From 1985 the company operated without subsidy and grew to 17 employees at one point with anything up to four performance teams working in different countries at the same time. Throughout its time, the company regularly toured most western European countries, including Finland, Sweden, Norway, Denmark, Germany, Netherlands, Belgium, France, Luxembourg, Switzerland, Austria, Hungary, Italy, Spain and Portugal. There was even a Word And Action team working in Berlin the night the Wall fell.

== The Stories ==
Although at first the stories were performed and then discarded, in the early eighties the company began to create a record of these 'collective stories'. Around this time, Gregory began to compile a number of them for comparison and critical analysis to see what value if any lay in any themes and patterns that might arise. Drawing from Jung and other work on symbolism he compiled a collection of 400 stories along with an accompanying commentary. The book, The Group Dream was eventually completed.

== Recruitment ==
Although the company did a range of other work from its Dorset base, Instant Theatre became the central feature of the company's from 1980 onwards. Most of the training took place on the job and people recruited came from a wide variety of back grounds. Some were trained in drama and acting, however most were not. Few drama schools and even fewer professional theatre train or work in the round. In addition, the intimate dynamic of Instant Theatre often proved very challenging for traditionally trained actors.

== Alumni ==
- RG Gregory - Founder and chief animateur returned to live in Market Drayton, in Shropshire after 30 years in Dorset until his death in 2017.
- Liz Reeve - Continues to carry on Word And Action's community work in Dorset working with a range of community and professional groups...
- Pag Naylor - The only full-time professional still working Instant Theatre runs a regular touring schedule throughout Europe and with Language Schools in the summer in Britain.
- Tony Horitz - Still works in educational drama and community for over 35 years.
- Mick Fealty - Writer and political analyst and founder of the award winning Slugger O'Toole political website.
- David Steven - Works as an analyst and consultant to a range of clients and specialises in developing international responses to global risks, the development of communications and influencing strategies, and intercultural dialogue.
- Fay Bowden - Works in the membership end of the Co-operative...
- Dave Wood - Settled back in his native East Midlands he works as a poet artist and performer and has run projects for Ilkeston Festival, Draycott Startle, Nottinghamshire Library Service, Derby Gallery and Museum, Creative Partnerships schools, prisons, the BBC, and Leicester Museums and Galleries.
- Gill Horitz is a writer, writing workshop facilitator, producer and arts manager.
- Ruth Hecht - works as an arts manager and producer, based in Bristol
- Richard Foreman - poet and facilitator he works out of Shaftesbury in north Dorset.
- Kate Stevenson completed an MA in Expressive Arts Therapy at the California Institute of Integral Studies in San Francisco in 2002, and has directed multiple social service programs and counseling clinics in California and Michigan, USA. She is the founder and Director of Open Hand Counseling.
- Kate Wood is Director of Activate Performing Arts based in Dorchester in Dorset.
- Richard Swift - Furniture designer and maker.
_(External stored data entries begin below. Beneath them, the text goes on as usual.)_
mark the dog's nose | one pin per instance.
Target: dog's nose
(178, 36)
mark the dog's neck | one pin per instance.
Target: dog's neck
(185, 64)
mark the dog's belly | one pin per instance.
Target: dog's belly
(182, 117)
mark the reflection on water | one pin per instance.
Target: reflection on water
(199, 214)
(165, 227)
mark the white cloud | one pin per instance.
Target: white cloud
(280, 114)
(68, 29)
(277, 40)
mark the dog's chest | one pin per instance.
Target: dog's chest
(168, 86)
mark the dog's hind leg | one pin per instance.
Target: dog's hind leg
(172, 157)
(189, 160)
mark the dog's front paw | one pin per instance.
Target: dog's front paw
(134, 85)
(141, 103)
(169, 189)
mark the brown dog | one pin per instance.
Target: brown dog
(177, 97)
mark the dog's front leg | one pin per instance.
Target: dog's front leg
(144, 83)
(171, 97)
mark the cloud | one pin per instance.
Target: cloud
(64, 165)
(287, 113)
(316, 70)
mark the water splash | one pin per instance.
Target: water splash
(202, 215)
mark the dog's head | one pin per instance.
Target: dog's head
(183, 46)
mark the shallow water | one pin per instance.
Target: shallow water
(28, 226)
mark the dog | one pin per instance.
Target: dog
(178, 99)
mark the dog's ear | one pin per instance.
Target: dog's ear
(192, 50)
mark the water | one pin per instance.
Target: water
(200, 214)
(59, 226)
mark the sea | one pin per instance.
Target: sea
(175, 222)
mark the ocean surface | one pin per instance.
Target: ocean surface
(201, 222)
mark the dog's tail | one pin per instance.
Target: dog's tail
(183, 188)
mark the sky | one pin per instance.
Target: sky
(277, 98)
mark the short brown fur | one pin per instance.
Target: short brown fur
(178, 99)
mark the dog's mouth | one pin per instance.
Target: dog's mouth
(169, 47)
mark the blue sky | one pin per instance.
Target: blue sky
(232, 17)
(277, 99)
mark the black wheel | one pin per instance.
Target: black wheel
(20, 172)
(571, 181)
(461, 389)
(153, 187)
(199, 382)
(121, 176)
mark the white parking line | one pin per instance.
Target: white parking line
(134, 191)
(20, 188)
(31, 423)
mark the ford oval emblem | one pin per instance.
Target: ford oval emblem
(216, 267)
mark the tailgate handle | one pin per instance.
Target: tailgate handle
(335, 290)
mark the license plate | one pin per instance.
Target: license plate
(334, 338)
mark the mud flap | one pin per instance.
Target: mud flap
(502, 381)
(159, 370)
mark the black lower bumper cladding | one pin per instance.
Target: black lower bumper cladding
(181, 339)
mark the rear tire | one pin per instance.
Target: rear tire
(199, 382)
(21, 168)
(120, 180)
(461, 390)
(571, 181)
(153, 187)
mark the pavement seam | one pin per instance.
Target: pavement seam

Went on from Word And Action to study at the College of the Redwoods and an MSc at Goldsmith College in London.
- Samantha Ashton - was five years in Word and Action. Moved to Denmark and is associate professor teaching Social Education (pædagogik). Still works occasionally with Instant Theatre in educational settings.
- Pete Spafford - Writer, poet to order and mentor..
- Peter Graham - writer, artist; moved back to New Zealand where he currently runs educational programs in a television studio, amongst other things
- Marjorie Wolton-Maxted - founder member of 'WORD AND ACTION (DORSET) 1973 with RG Gregory and Chris Fassinage. When it all first began!
- Robert (Bob) Grossmith - novelist and short story writer, spent a year with Word and Action back in 1976-77.
- Jez Hastings helped set up the W&A(D)1983 side of the company touring on continental Europe. He is still writing and making photographs as well as international arts projects÷, mainly landscape based.